This isn't the way things were supposed to be for the oil market.
Instead of seeing supply and demand rebalance and prices recover, we're sitting on the edge of a bear market.
Yet again, a glut in supply is calling the shots, and it's getting hard to see how that will change. But actually, that's just what's due to happen. Investment -- or rather, the lack of it -- is the key.
2016 had such a promising start. Whether you listened to government agencies, banks, analysts, oil companies, or the oil-producing countries you would have heard the same message -- the market will begin to rebalance in the second half and inventories will start to fall as rising demand overtakes dwindling supply.

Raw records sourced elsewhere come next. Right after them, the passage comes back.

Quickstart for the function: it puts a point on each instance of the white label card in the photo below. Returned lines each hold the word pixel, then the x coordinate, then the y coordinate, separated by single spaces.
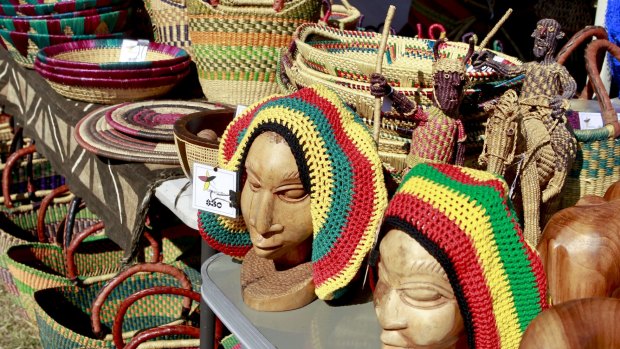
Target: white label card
pixel 591 121
pixel 133 50
pixel 215 190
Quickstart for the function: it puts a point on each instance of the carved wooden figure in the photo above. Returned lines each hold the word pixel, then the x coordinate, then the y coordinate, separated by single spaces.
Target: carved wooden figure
pixel 312 198
pixel 550 147
pixel 590 323
pixel 580 249
pixel 454 269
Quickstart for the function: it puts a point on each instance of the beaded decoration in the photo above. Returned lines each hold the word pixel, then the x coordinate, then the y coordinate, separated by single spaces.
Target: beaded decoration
pixel 464 218
pixel 338 165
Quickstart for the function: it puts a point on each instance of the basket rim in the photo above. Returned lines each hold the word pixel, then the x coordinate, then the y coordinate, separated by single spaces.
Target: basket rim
pixel 116 73
pixel 129 83
pixel 47 55
pixel 57 8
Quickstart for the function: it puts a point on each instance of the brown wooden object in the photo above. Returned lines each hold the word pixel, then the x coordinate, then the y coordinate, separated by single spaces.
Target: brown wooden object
pixel 579 324
pixel 580 248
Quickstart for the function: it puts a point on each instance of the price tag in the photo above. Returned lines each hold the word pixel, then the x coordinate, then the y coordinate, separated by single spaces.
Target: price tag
pixel 591 121
pixel 133 50
pixel 216 190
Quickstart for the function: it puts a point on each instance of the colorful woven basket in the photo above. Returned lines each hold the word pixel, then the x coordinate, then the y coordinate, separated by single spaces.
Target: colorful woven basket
pixel 63 313
pixel 193 149
pixel 23 47
pixel 236 44
pixel 597 165
pixel 55 8
pixel 103 54
pixel 170 22
pixel 111 22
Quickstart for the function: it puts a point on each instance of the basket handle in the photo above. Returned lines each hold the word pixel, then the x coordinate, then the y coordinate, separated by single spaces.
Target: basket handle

Prices could then start on a sustainable recovery.
A month into the third quarter, and the price of OPEC's basket of crudes (comprising the largest export grade from each member country) fell below $40 a barrel on Thursday for the first time since April.
We are where we are because of a decision Saudi Arabia made back in November 2014 to abandon its unofficial role as the world's swing producer. The ensuing drop in oil prices was meant to allow the low-cost OPEC producers to regain control of a market that they had lost to the U.S. shale oil industry.
The promised land was a recovery in the oil price to a more acceptable level -- although what "acceptable" might look like has always been a moveable feast.
It hasn't quite worked like that. Demand has not surged as producers had hoped, and supply has proven more resilient than expected.
Demand growth is slowing from its lofty levels earlier this year, dashing hopes that the supply will get soaked up quickly.
But the real story is the supply outlook. There's little cause for optimism here, at least in the short term. There was a ray of hope when unexpected supply disruptions over the spring and early summer of this year, most notably in Canada and Nigeria, pushed up prices. Though there's is no end in sight to Nigeria's problems, Canadian production has been all but fully restored.
And we're still seeing additional supplies from projects that were sanctioned in an era of much higher prices -- including some from the days when oil prices were even lower than they are now. ENI expects production from the troubled Kashagan field in Kazakhstan, where a final investment decision was taken in 2004, to begin by the end of the year.
The glut persists.
For the oil market, the result is a delay in the start of a long-waited rebalancing. The pickup in prices to above $50 a barrel in June looks to have been a false dawn. The price recovery is not yet here.
So, if not now, when? Russian oil minister Alexander Novak suggests the market may now reach balance by mid-2017. Goldman Sachs said in a July 27 report that oil prices would remain between $45 and $50 a barrel through to the middle of next year.
But change is coming: companies have slashed capital spending on new projects. This will inevitably slow the flow of new oil onto the market in the future.
U.S. production is still falling outside Alaska, despite a modest upturn in the rig count in recent weeks. Elsewhere, there has been a dearth of investment decisions to develop new production. Chevron's move to proceed with the expansion of its Tengiz field in Kazakhstan stands out because it's the biggest investment in new production capacity to be announced since the price collapsed in mid-2014.
Meanwhile, demand growth should broadly stick to the trend of the last 20 years, growing by a little over 1 million barrels a day each year. The stage is set for demand to overtake supply.
Oil prices will rise -- just not yet.
This column does not necessarily reflect the opinion of Bloomberg LP and its owners.